4.1 It appears that authors did not change much in the discussion section. It is poorly written and still makes claims outside the scope of this work.

I have stated this before: Authors should clarify and re-think about their claims about their findings- while they measure QOL and depression (depressive symptoms), they do not have a validated measure of anxiety. Thus, the statements below are not supported by their results:

“In this study, we found that more than 30% of patients with chordoma had emotional problems, including anxiety and depression.”

 

“This population-based, cross-sectional study assessing emotional questions among patients with chordoma showed that elderly, single or divorced patients, and patients with recurrence, KPS≦70 or education for <12 years reported more likelihood of anxiety or depression”

Response: Thanks for the suggestion

In this study, we used the Hamilton Depression Rating Scale for depression, and we have deleted the sentences related to anxiety in the revised manuscript.

 

4.2 I have stated this before as well: Authors did not assess coping. Thus, the statements below are also not supported by their results:

 

“Patients with a higher level of education were less fatalistic and showed less avoidance. There was a good correlation between anxiety or depression and pre-operation status, age, quality of life and coping.”

 

Either authors need to delete these statements or revise them and make claims within the scope of their findings.

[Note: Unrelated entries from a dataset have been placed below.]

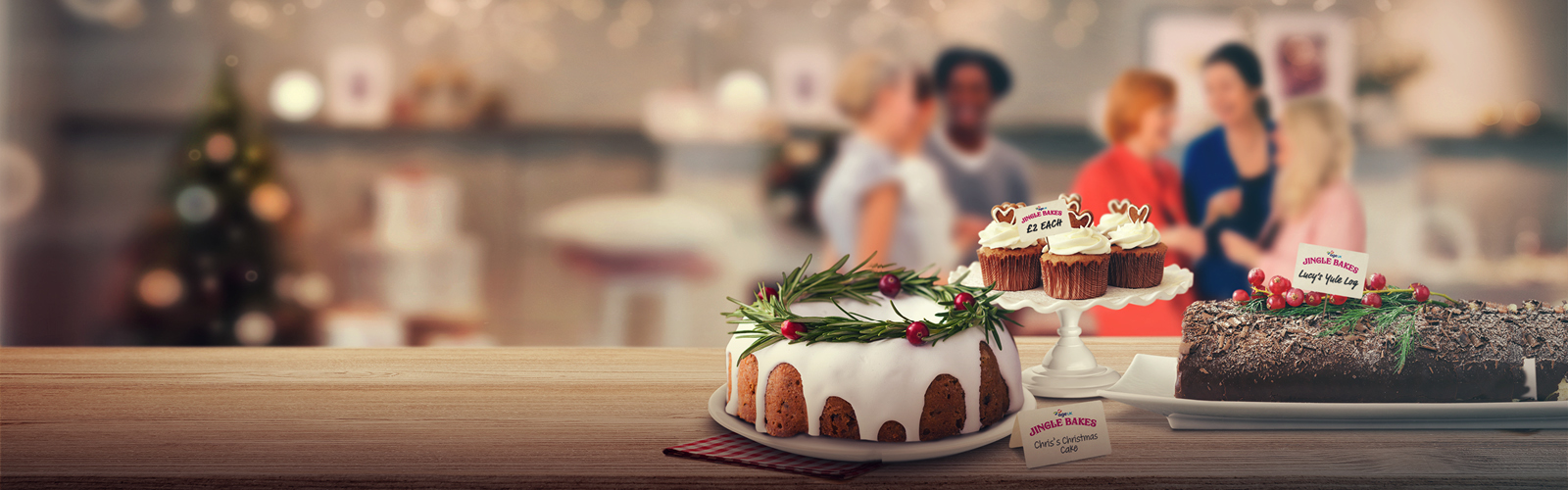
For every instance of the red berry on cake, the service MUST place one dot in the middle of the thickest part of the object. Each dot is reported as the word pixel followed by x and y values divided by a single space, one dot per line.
pixel 1241 296
pixel 792 330
pixel 890 286
pixel 1278 284
pixel 1296 297
pixel 916 333
pixel 961 300
pixel 1372 299
pixel 1377 281
pixel 1313 299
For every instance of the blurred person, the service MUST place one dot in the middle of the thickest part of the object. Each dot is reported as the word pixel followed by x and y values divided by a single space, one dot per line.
pixel 864 203
pixel 1141 112
pixel 1313 198
pixel 980 169
pixel 938 213
pixel 1228 172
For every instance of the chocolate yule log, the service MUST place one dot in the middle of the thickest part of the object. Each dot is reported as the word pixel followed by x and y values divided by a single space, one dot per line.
pixel 1463 352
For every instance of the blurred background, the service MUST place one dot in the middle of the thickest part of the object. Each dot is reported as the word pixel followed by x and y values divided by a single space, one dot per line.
pixel 608 172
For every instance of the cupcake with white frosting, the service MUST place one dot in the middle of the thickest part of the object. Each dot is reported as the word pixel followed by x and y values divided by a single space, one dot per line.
pixel 1137 258
pixel 1115 217
pixel 1005 260
pixel 1076 265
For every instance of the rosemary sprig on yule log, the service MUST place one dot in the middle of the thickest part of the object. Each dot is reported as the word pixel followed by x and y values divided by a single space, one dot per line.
pixel 772 319
pixel 1388 308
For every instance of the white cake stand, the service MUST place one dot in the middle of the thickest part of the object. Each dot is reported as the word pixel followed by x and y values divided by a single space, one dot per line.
pixel 1070 369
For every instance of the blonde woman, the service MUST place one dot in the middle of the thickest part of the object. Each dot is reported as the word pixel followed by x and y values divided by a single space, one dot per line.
pixel 1313 198
pixel 866 203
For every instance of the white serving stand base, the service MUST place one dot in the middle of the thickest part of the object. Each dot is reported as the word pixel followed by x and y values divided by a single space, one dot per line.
pixel 1070 368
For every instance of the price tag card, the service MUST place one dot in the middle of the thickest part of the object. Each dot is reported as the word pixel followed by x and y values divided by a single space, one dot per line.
pixel 1329 270
pixel 1042 220
pixel 1062 434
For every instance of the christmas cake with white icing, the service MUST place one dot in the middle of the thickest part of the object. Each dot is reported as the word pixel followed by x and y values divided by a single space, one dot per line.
pixel 877 355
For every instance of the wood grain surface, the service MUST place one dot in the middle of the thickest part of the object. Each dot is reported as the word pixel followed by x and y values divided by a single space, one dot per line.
pixel 564 416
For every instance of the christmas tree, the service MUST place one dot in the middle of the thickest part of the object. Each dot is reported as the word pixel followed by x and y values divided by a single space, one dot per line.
pixel 214 265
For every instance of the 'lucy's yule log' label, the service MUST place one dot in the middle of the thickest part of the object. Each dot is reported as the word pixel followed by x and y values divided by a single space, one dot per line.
pixel 1329 270
pixel 1062 434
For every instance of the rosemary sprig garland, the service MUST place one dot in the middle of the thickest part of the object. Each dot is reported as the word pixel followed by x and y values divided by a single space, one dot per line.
pixel 768 313
pixel 1396 315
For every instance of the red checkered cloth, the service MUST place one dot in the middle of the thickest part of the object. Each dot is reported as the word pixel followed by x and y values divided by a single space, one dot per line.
pixel 734 450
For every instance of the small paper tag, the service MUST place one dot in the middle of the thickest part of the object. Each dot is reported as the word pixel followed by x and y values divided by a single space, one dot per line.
pixel 1042 220
pixel 1329 270
pixel 1062 434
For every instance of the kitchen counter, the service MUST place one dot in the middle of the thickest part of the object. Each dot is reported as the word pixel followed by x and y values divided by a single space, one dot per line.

Response: Thanks for the suggestion

We have deleted the sentence in the revised manuscipt according the reviewer’s suggestion.

 

4.3 I have also stated this before: Throughout the manuscript authors make causal arguments about correlational data, which is beyond its scope and not supported by their results. They should explain the correlational findings and perhaps make suggestions for future longitudinal research to explore these relations further. It would be more helpful if authors could suggest potential mediators and moderators of the relations between caregiving and quality of life using a theoretical framework.

Response: Thanks for the suggestion

Psychotherapy, medication, or combination therapy are all treatments that control and improve depressive symptoms. Other management methods, such as sleep management, exercise, and a healthy diet, are also important. Pharmacotherapy combined with psychotherapy has a better effect on people with depression than pharmacotherapy alone, and psychotherapy increases adherence to pharmacotherapy. For mild depression, there is also evidence-based evidence that psychotherapy should be adopted first, particularly cognitive behavioural therapy(1). All of these interventions have the potential to play a role in the treatment of postoperative depressive states in patients with chordoma.

We have added the sentences into the revised manuscript.

 

 

 

Reviewer 2 Report

I think that the paper is really ameliorated following the reviewers' comments and suggestions. I think that now the paper could be publishable. 

Author Response

Thanks for the comments of the reviewer.